A ginecologista e obstetra Elizabeth Kipman, estudiosa da Bioética Personalista, analisa que mesmo que os que realizam abortos evitem pensar na dimensão ética e na realidade, “todo profissional de saúde sabe” que “ali se reconhece um ser humano a quem é negada a oportunidade de viver”. “Quando se fala na dificuldade de enfermeiras e médicos diante do aborto induzido, evita-se o foco no real evidente diante dos olhos e das mãos. Divaga-se para questões de saúde pública, direitos a serem conquistados e, quando os argumentos acabam, há um escape final para convicções pessoais construídas sob influência religiosa ou de tradições ultrapassadas”, afirma.

Ela ressalta que, forçado pela direção do hospital ou iludido de que o aborto seria a única maneira de ajudar a mulher, consciente ou inconscientemente, o profissional de saúde sempre trará um conflito de valores. “Seja o argumento que se use, a realidade permanece: a pessoa humana não depende de interpretações legais para lá estar e, mesmo se portadora de malformação, merece a morte natural, rodeada de carinho. Existem sim os que se dispõem a ajudar de outra forma, no acolhimento integral da mãe e de seu filho. É impossível não reconhecer que no ‘pequeno feto’ está, também, aquele que só conta com suas mãos para ser cuidado”, acrescenta.
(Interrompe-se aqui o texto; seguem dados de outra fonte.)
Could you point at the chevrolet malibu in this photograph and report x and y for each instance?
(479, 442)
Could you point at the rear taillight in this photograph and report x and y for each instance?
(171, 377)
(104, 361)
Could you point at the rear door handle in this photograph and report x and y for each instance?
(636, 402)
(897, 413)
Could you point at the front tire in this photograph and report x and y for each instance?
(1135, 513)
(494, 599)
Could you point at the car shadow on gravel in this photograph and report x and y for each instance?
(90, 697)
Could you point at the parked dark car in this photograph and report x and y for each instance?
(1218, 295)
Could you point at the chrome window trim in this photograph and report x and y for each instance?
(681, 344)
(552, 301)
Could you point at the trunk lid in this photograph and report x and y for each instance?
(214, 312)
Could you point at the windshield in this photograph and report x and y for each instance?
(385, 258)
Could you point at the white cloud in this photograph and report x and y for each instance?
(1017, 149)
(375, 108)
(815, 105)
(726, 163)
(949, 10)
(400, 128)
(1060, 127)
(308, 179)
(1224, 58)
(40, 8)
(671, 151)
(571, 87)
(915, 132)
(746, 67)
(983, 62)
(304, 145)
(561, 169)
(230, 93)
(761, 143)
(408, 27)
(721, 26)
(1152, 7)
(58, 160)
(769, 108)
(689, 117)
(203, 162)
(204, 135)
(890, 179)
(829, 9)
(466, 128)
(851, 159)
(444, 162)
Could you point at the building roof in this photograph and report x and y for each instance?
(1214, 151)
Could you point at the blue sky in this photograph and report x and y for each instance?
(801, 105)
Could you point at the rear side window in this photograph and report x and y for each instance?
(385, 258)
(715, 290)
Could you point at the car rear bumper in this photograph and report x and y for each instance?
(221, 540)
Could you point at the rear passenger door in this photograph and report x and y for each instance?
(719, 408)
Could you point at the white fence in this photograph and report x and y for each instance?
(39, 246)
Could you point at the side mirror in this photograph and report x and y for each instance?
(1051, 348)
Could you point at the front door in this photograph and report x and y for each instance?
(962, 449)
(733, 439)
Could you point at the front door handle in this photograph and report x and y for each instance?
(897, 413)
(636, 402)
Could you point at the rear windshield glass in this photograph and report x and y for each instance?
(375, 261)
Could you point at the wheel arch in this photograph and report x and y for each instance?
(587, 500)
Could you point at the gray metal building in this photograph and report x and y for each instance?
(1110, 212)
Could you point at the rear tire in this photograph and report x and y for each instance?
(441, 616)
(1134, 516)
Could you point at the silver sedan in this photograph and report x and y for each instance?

A presidente do Movimento Brasil Sem Aborto, Lenise Garcia, classifica a pesquisa como uma reflexão necessária sobre a percepção dos profissionais de saúde e sobre sua saúde mental. “A humanidade do pequeno feto é algo inegável, não por acaso os defensores da liberação do aborto ficam tão incomodados com as réplicas que mostramos. Imagino como deva ser observar os reais mortos por suas mãos. Alguns se justificam pelo ‘serviço prestado à mulher’. Deveria haver também um estudo de longo prazo em relação a elas, para constatar que o aborto nunca é solução, e que elas muitas vezes sofrem bastante em virtude do aborto realizado”, opina.

Balanço 

Em maio de 2018, a República da Irlanda mudou seu entendimento de quase 160 anos do direito à vida, que criminalizava o aborto sob quaisquer circunstâncias, e liberou o procedimento nas fases precoces da gestação até o máximo de 12 semanas. Houve um referendo e 66,4% dos irlandeses votaram a favor da descriminalização.

Após o período máximo, ainda é possível realizar abortos se for avaliado que a gestação representa risco físico ou mental para a saúde da gestante, em situações “de emergência” ou quando algum problema de desenvolvimento torna improvável que o bebê viva 28 dias após o parto. Até março deste ano, 11 de 19 maternidades irlandesas ofereciam o procedimento e 400 clínicos gerais (11,4% dos médicos do país) estavam qualificados.

Os treinados recebem as gestantes em duas reuniões. Na primeira, discutem com elas suas opções e fazem aconselhamento. Se quiserem continuar, as gestantes devem esperar três dias até fazer uma segunda reunião em que podem assinar um formulário de consentimento informado e partir para interromper a vida do feto. O período de espera pode ser encurtado com as mesmas condições de exceção para o período das 12 semanas. Nos primeiros três anos do serviço, quase 18 mil abortos foram realizados, 98% dentro do período máximo.

Colaborou para a reportagem Bruna Komarchesqui.